Le nombre de cycles Ct de la PCR pour chacune des 2 amorces apparaît sur la figure 1A. La répartition de la charge virale suit une loi log-normale centrée sur une moyenne de 21 millions de virions par millilitre pour les amorces correspondant à la protéine E, ou 5,9 millions de virions par millilitre pour les amorces correspondant à la protéine N. La médiane est de 1,1 million de virions par millilitre pour les amorces E et de 250 000 virions par millilitre pour les amorces N. La plus forte charge virale observée a dépassé les 6 100 milliards de virions par millilitre, ce qui n’a été observé que chez un individu. Il est remarquable que cette personne n’ait pas signalé de symptôme à notre site de test. La charge virale la plus basse détectée a été de 8 virions par millilitre. Les tests de surveillance montrent donc des variations extrêmes de charge virale chez les personnes infectées mais en apparente bonne santé (asymptomatiques).
[Note : Une modélisation de la transmission par aérosol estime qu’il suffit de recevoir une dose de l’ordre de 10 virions pour être contaminé. https://www.les-crises.fr/covid-19-nouvelle-application-de-recommandations-pour-limiter-la-transmission-du-virus-en-interieur/ ]
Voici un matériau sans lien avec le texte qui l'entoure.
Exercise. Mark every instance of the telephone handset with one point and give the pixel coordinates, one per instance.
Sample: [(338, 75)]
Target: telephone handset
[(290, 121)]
On s’attend à ce que des jeux d’amorces différents pour la qRT-PCR produisent des valeurs Ct légèrement différentes sur un même échantillon, à cause d’une efficacité différente des amorces et une erreur de manipulation avant la réaction. Nous avons trouvé une corrélation forte entre les amorces N et E dans les échantillons avec des nombres de cycles Ct inférieurs à 30, mais cette corrélation s’effondre dans les échantillons avec des valeurs plus hautes. Pour des faibles charges virales, il y a probablement une part aléatoire lors des premiers cycles. Les amorces E ayant démontré la plus grande conformité avec les autres jeux d’amorces, nous avons utilisé les valeurs Ct de ces amorces pour calculer les charges virales dans la salive.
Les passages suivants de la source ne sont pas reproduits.